Certo, i tassi restano al minimo storico, e lo resteranno anche dopo la fine del Quantitative easing prevista a settembre di quest'anno e gli acquisti potranno anche proseguire oltre. Ma c'è un 'ma' grosso come una casa che aleggia nei salotti economici e sulle piazze finanziarie: l'Italia riuscirà senza il paracadute di Draghi a sostenere il fardello del debito pubblico? Una zavorra da 2.300 miliardi. Per finanziarla, il Tesoro deve emettere titoli per circa 450 miliardi l’anno e sostenere una spesa per interessi attorno ai 65 miliardi, calata rispetto ai picchi da 80 miliardi proprio grazie alle politica espansiva di Francoforte.  

"La sostenibilità di bilancio è tra le più elevate preoccupazioni nei Paesi con alto debito", ha ammonito oggi Draghi e - riferendosi all'esito delle elezioni italiane - ha avvertito che "una protratta fase di instabilità potrebbe minare la fiducia e tutto quel che minaccia la fiducia ha effetti negativi sulla produzione". Certo, ha evitato commenti diretti sull'avanzata dei partiti populisti - limitandosi a smorzare gli effetti post voto sui mercati: "E' stata più o meno la stessa di quelle che si sono viste su altre elezioni ed eventi politici, in cui si temevano pesanti correzioni dei mercati e volatilità".  Non è venuto giù il mondo con la Brexit, nè con il caos in Catalogna e, nemmeno, dopo il referendum del 4 dicembre sulle riforme costituzionali.
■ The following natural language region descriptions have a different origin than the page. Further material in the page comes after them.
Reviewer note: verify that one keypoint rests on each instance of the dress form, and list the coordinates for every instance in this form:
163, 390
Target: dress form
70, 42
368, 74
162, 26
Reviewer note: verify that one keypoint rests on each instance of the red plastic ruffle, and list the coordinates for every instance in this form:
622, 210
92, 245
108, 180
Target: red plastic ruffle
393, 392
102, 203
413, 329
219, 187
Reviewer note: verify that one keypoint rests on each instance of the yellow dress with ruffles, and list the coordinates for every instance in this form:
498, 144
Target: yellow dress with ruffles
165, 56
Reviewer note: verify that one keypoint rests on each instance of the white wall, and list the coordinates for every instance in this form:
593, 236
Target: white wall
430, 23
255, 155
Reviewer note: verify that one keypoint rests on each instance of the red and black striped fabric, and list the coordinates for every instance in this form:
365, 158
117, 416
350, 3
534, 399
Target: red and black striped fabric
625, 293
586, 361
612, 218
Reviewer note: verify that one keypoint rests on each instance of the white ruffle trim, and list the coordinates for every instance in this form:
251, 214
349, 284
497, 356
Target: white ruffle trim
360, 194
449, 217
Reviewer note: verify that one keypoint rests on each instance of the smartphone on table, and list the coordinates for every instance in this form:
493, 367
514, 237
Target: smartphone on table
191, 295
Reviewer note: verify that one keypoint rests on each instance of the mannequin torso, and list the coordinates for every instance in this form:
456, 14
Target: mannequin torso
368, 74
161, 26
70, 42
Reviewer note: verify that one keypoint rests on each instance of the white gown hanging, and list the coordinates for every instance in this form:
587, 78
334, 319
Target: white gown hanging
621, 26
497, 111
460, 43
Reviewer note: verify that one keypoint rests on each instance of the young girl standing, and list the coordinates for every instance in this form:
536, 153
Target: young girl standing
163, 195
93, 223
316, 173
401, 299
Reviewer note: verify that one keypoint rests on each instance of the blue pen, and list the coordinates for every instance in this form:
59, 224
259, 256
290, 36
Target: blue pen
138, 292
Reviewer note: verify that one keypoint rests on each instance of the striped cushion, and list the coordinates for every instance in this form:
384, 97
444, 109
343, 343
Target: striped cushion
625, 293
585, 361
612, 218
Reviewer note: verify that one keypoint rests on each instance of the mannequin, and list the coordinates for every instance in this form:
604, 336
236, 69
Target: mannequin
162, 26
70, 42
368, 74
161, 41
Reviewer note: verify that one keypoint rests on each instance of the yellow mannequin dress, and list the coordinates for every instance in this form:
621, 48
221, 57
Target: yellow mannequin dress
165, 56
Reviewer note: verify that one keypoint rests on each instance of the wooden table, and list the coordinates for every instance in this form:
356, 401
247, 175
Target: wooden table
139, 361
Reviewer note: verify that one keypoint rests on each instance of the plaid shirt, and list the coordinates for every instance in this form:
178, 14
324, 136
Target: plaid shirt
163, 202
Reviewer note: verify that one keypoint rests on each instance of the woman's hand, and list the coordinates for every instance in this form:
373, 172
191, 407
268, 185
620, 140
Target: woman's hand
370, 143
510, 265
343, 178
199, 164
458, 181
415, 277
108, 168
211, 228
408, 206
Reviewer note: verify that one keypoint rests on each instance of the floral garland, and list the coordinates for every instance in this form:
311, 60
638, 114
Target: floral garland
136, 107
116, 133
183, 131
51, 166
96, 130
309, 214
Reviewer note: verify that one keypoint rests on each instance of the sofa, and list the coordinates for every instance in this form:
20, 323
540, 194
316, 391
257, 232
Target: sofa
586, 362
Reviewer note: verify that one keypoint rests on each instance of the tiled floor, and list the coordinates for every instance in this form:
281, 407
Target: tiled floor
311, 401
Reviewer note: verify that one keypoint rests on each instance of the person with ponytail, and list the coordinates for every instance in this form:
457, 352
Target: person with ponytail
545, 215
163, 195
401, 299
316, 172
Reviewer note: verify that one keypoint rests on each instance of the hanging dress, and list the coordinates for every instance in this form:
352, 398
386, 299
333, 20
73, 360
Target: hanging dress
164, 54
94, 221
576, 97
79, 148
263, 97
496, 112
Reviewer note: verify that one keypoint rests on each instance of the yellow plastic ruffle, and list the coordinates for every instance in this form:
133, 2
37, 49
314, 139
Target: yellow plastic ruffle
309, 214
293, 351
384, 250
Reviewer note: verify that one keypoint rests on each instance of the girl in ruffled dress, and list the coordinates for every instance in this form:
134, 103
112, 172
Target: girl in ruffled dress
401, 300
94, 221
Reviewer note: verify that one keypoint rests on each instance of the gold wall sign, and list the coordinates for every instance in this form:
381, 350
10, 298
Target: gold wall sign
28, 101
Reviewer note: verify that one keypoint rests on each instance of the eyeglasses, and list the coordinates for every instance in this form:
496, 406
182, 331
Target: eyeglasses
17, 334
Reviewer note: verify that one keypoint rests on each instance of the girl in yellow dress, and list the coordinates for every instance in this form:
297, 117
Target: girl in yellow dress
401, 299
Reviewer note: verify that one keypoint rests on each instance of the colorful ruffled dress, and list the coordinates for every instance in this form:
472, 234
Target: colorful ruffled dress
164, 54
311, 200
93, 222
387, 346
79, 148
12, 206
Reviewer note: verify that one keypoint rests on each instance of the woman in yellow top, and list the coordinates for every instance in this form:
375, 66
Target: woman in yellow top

I mercati sono alla finestra, la fiducia sul nostro Paese  dipenderà molto dalle politiche concrete che verranno attuate dal futuro governo, soprattutto in campo fiscale e sul fronte della spesa pubblica. "Continuate a chiedermi cose sul cosa farei se lasciassi domani, ma resta un po' di tempo fino alla fine del mio mandato", ha scherzato Draghi in conferenza stampa. Fino a ottobre 2019 sarà alla guida della Bce, poi potrebbe arrivare un tedesco. E la musica potrebbe cambiare assai.